Suzuka, Japón, 29 de marzo.- En una carrera marcada por la estrategia y los incidentes en el Circuito de Suzuka, el italiano Andrea Kimi Antonelli confirmó su irrupción en la Fórmula Uno al quedarse con el Gran Premio de Japón y colocarse como nuevo líder del campeonato mundial.

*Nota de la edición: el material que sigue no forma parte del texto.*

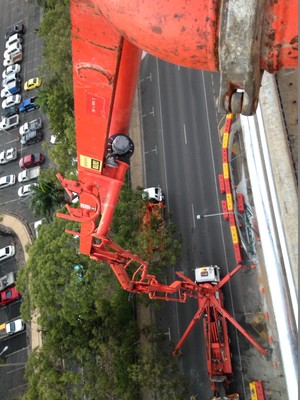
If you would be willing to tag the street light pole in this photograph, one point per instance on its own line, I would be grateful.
(212, 215)
(5, 348)
(11, 364)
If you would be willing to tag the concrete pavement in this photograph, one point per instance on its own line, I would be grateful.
(22, 230)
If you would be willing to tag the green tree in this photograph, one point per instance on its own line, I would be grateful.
(48, 196)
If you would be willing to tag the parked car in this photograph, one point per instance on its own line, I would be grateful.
(11, 77)
(26, 190)
(9, 295)
(11, 101)
(31, 137)
(12, 50)
(8, 155)
(11, 69)
(14, 86)
(7, 252)
(28, 105)
(33, 125)
(8, 112)
(9, 123)
(7, 180)
(12, 59)
(32, 83)
(31, 160)
(7, 280)
(15, 38)
(5, 92)
(37, 224)
(17, 28)
(28, 174)
(14, 326)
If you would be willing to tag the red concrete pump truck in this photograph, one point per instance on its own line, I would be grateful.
(240, 39)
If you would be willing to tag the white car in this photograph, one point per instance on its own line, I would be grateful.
(7, 252)
(11, 77)
(11, 101)
(9, 123)
(26, 190)
(7, 180)
(7, 62)
(11, 70)
(14, 326)
(8, 155)
(12, 50)
(36, 226)
(5, 92)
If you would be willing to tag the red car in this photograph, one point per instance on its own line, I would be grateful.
(31, 160)
(9, 295)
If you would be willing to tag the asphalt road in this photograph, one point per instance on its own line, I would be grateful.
(29, 14)
(182, 154)
(15, 11)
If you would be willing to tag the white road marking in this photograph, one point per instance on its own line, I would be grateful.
(193, 214)
(184, 133)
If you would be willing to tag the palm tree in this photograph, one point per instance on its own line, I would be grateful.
(46, 198)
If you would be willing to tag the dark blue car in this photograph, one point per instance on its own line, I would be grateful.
(28, 105)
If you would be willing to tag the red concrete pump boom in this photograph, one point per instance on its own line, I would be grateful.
(105, 70)
(239, 38)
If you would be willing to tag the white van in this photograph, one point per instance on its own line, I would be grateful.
(12, 50)
(153, 194)
(16, 38)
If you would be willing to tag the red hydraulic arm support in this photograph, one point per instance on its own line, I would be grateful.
(105, 70)
(238, 38)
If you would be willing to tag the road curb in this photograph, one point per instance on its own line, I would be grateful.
(21, 229)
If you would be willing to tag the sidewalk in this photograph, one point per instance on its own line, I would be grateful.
(21, 229)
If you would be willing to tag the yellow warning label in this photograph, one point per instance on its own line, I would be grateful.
(225, 140)
(90, 163)
(225, 170)
(234, 235)
(229, 202)
(253, 392)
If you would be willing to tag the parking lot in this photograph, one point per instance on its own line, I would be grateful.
(14, 348)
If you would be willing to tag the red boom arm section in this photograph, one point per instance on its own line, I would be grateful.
(105, 71)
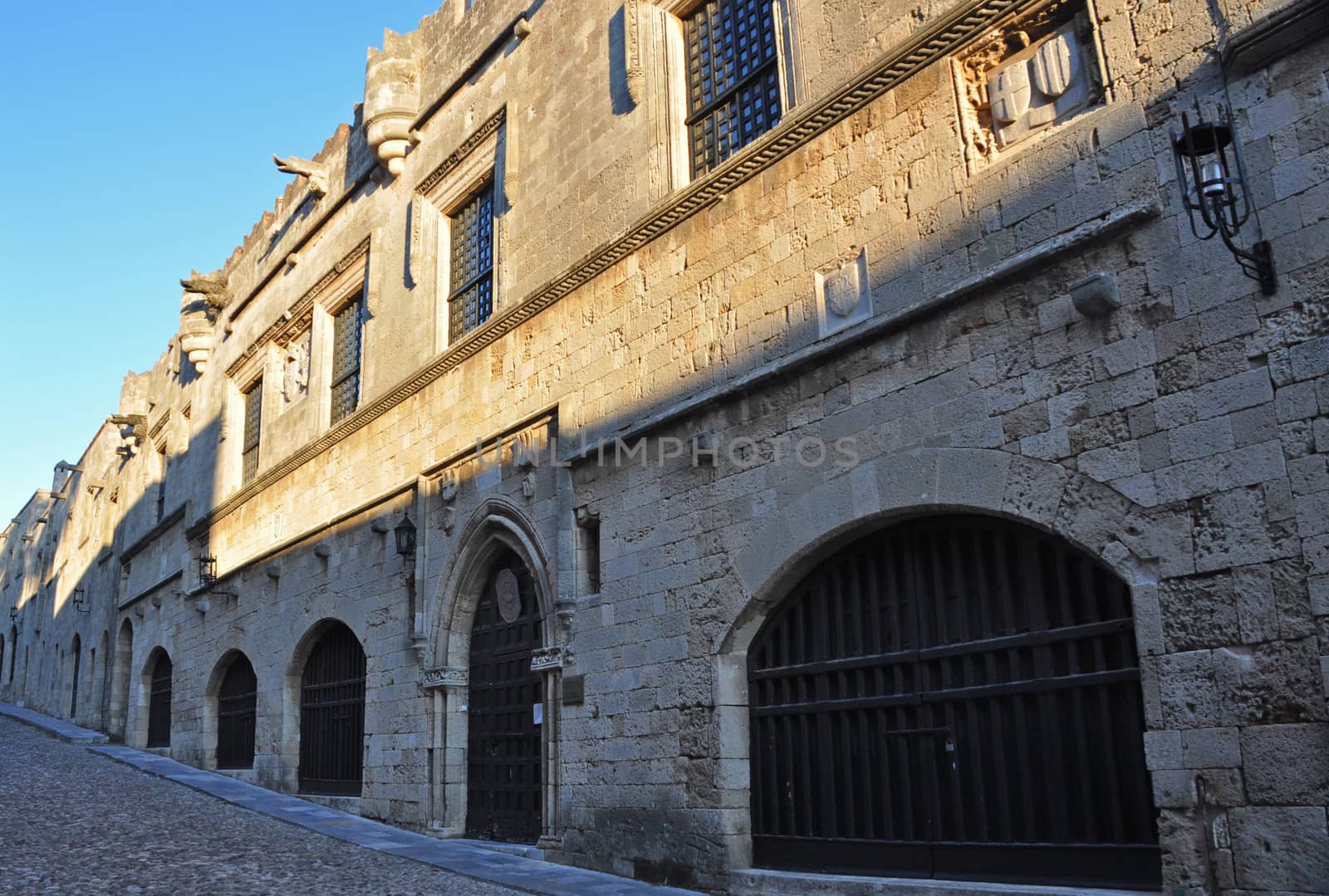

Con apenas 19 años, el piloto de Mercedes capitalizó un momento clave tras la salida del coche de seguridad, provocada por el accidente de Oliver Bearman, quien terminó contra las barreras al intentar superar a Franco Colapinto. Ese episodio cambió el rumbo de la competencia y permitió a Antonelli ejecutar una estrategia que resultó determinante.
A partir de entonces, el joven italiano mantuvo el control de la carrera con una conducción sólida, conteniendo los intentos del australiano Oscar Piastri, que finalizó en la segunda posición, mientras que el monegasco Charles Leclerc cerró el podio con Ferrari.
El británico George Russell, que llegó a Japón como líder del campeonato, terminó en cuarto lugar y perdió la cima de la clasificación. Más atrás, Lando Norris y Lewis Hamilton completaron el quinto y sexto puesto, respectivamente.
En la parte media, Pierre Gasly concluyó séptimo, seguido por Max Verstappen, quien no logró figurar en la lucha por los primeros lugares. El top ten lo completaron Liam Lawson y Esteban Ocon.
Para el mexicano Sergio Pérez fue una jornada complicada. Sin ritmo competitivo, el piloto de Cadillac finalizó en la posición 17, lejos de la zona de puntos. En contraste, Franco Colapinto logró ubicarse en el sitio 16, justo por delante del tapatío.
La competencia también registró los abandonos de Lance Stroll y del propio Bearman.
Con este resultado, Antonelli firmó su segunda victoria consecutiva tras su triunfo en China y alcanzó los 72 puntos, suficientes para convertirse en el líder más joven en la historia de la categoría, con ventaja sobre Russell y Leclerc en la clasificación general.